Yes, “SPR” was a mistake; and showing the picture leads to a new hint:
Sorry, angle SPR was a typo. You’re right, that angle is fixed at 45 degrees. What I meant to say was that maximizing angle APR (not SPR) will minimize angle SPA, since SPA + APR = SPR = 45 deg.
In your figure, how about adding point M, the midpoint of AB? That’s what I was hinting would be useful — and then you can consider triangle APM.
Note how we are transforming the problem from minimizing SPA, to maximizing APR, to minimizing cos(APR). Here’s the picture as we have it so far:
Another 14 hours, and John reported victory (without having to show any work):
Hi again,
I think that I’ve reached the correct answer. I did as you suggested, and found the minimum value of angle SPA to be 15 degrees. Thanks again for all your help so far. I’d really appreciate it if you could confirm that this is also the answer that you reached.
John
That’s how our mentoring is supposed to work; we give enough help to enable a student, but not enough to disable him. And then we can affirm his success:
Yes, I too found that the minimum measure of angle SPA is 15 degrees. I found the answer using the method I suggested; I also confirmed it (approximately) using geometry software GeoGebra.
The solution …
I had been using the same software as I watched this interaction; here is my version, showing the manually located minimum:
Interesting, isn’t it?
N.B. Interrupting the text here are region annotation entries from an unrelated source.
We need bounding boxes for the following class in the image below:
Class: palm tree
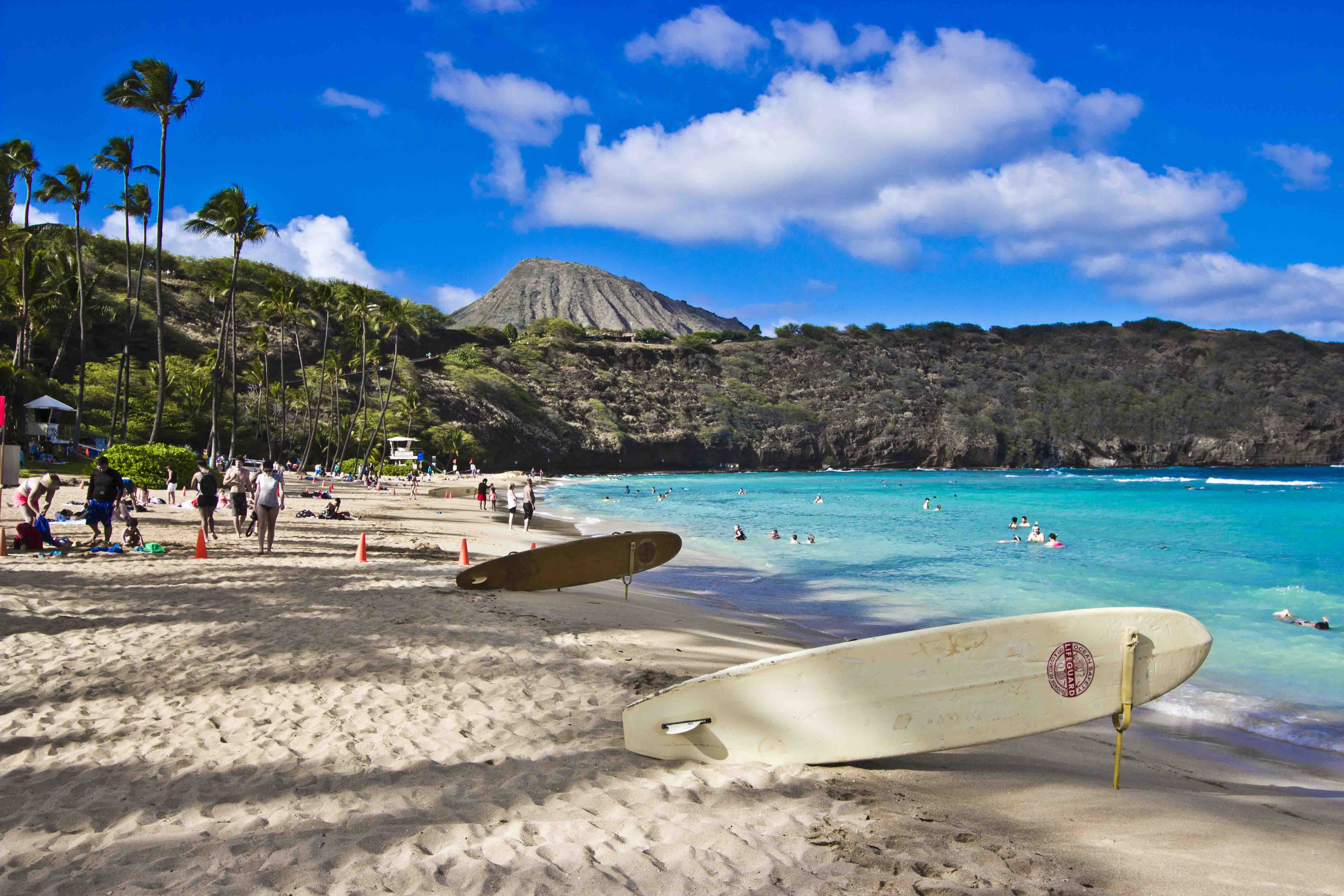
[93,137,159,443]
[0,138,42,369]
[184,184,278,457]
[108,183,155,442]
[38,164,93,449]
[102,59,206,442]
[364,298,419,469]
[294,283,339,472]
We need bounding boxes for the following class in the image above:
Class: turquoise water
[547,467,1344,752]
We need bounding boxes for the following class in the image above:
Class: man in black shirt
[85,457,122,545]
[191,459,219,541]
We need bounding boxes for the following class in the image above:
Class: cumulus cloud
[529,23,1344,339]
[426,52,591,201]
[430,286,481,314]
[625,7,769,68]
[1255,144,1332,190]
[9,201,60,227]
[98,206,388,286]
[770,19,895,70]
[320,87,387,118]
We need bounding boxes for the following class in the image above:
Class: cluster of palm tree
[0,59,423,465]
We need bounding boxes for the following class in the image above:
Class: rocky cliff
[453,258,747,334]
[419,321,1344,472]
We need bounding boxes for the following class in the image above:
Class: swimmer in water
[1274,610,1331,631]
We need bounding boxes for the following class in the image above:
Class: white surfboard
[622,607,1214,764]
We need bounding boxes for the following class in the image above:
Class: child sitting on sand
[121,517,145,548]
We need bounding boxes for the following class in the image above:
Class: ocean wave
[1204,475,1320,485]
[1105,475,1199,482]
[1145,685,1344,754]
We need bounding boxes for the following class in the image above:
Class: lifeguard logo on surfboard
[1046,641,1097,697]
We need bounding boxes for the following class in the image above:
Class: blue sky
[10,0,1344,340]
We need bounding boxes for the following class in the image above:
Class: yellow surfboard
[457,532,681,591]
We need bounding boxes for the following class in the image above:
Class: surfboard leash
[621,541,634,600]
[1110,629,1138,790]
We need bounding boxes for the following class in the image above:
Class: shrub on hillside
[102,442,198,488]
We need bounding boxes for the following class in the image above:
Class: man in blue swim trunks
[85,457,124,547]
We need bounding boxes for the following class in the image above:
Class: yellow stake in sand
[1110,629,1138,790]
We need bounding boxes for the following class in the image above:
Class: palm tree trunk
[121,218,149,439]
[149,118,168,443]
[210,251,242,458]
[228,291,238,457]
[71,204,85,453]
[364,331,399,475]
[15,175,32,371]
[294,309,332,473]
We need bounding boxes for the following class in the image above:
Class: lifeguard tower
[387,435,419,464]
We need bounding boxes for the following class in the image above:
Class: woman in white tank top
[251,461,285,554]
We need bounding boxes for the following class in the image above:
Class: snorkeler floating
[1274,608,1331,631]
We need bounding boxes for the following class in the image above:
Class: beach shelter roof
[24,395,75,411]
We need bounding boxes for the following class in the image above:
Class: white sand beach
[0,477,1344,896]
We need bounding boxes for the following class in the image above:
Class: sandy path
[0,490,1344,896]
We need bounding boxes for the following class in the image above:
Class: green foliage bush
[102,442,198,488]
[527,317,583,341]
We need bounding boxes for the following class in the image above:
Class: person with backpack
[188,458,219,541]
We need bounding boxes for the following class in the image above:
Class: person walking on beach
[85,455,122,547]
[225,457,251,539]
[191,458,219,541]
[523,478,536,532]
[11,473,60,525]
[253,461,285,554]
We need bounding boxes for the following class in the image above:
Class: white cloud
[464,0,532,12]
[9,203,62,227]
[98,206,390,286]
[625,7,769,68]
[320,87,387,118]
[426,52,591,201]
[529,29,1344,339]
[1255,144,1331,190]
[536,30,1140,247]
[770,19,895,70]
[430,286,481,314]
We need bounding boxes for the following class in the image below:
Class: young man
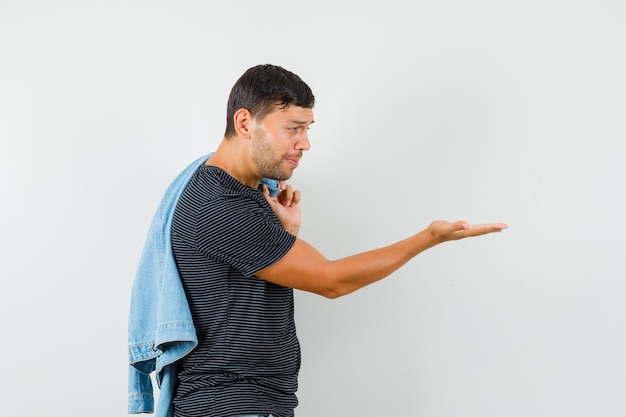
[171,65,506,417]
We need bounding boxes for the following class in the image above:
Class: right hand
[426,220,508,244]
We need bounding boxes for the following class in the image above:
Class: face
[252,106,313,181]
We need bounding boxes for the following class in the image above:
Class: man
[171,65,506,417]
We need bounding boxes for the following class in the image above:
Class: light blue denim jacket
[128,154,280,417]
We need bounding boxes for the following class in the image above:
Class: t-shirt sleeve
[191,195,296,276]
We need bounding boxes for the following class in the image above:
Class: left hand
[263,181,302,236]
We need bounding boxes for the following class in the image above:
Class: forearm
[257,221,506,298]
[323,230,437,298]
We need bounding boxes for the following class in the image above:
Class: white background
[0,0,626,417]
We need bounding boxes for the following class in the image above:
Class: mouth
[287,155,302,168]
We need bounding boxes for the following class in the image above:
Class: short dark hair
[225,64,315,137]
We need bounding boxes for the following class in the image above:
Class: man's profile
[125,65,506,417]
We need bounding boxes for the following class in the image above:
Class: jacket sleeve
[128,365,154,414]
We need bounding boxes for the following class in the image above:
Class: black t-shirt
[172,166,300,417]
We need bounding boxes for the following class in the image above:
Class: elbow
[317,284,354,300]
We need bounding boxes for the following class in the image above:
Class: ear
[233,108,254,139]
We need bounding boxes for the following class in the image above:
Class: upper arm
[255,239,340,298]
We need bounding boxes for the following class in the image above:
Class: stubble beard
[252,129,293,181]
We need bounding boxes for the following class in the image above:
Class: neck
[205,138,261,188]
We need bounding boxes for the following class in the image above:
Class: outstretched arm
[257,221,507,298]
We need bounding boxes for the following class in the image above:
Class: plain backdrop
[0,0,626,417]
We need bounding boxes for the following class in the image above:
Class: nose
[296,132,311,151]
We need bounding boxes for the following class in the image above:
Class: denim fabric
[128,154,280,417]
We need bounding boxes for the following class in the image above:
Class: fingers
[463,223,507,237]
[277,181,302,207]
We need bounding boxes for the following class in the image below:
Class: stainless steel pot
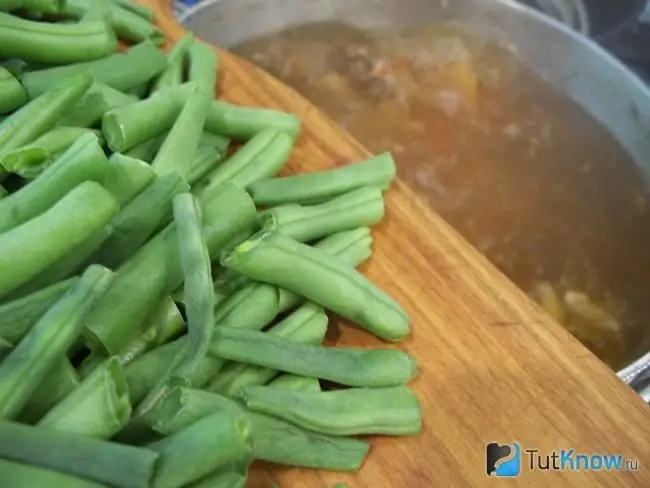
[180,0,650,400]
Since it didn’t come out in the discussion, let’s carry out Doctor Rick’s work:
Consider triangle APM, and take AM to be 1 unit for simplicity. If \(AM = x\), then \(AP = 2x\). Applying the Law of Cosines with angle P, we have \(x^2 = a^2 + (2x)^2 – 2(2x)\cos(P)\), and solving for \(\cos(P)\) yields \(\displaystyle\cos(P) = \frac{3x^2 + 1}{4x}\). Differentiating and setting the derivative to zero, we find that \(\displaystyle x = \frac{1}{\sqrt{3}}\), so that \(\displaystyle\cos(P) = \frac{\sqrt{3}}{2}\) and P = 30° and angle SPA is 15°.
… and more questions!
The nice answer, involving equilateral triangles, certainly suggests that there might be a simple geometrical proof; any ideas? Here’s a hint, thanks to GeoGebra’s locus feature: point A is always on the semicircle (actually, the whole circle) that I have added here:
This will remind anyone whose has studied conic sections as loci of various interesting facts; and once you prove the locus, the maximization of the angle is “obvious”. But I will stop here. Enjoy!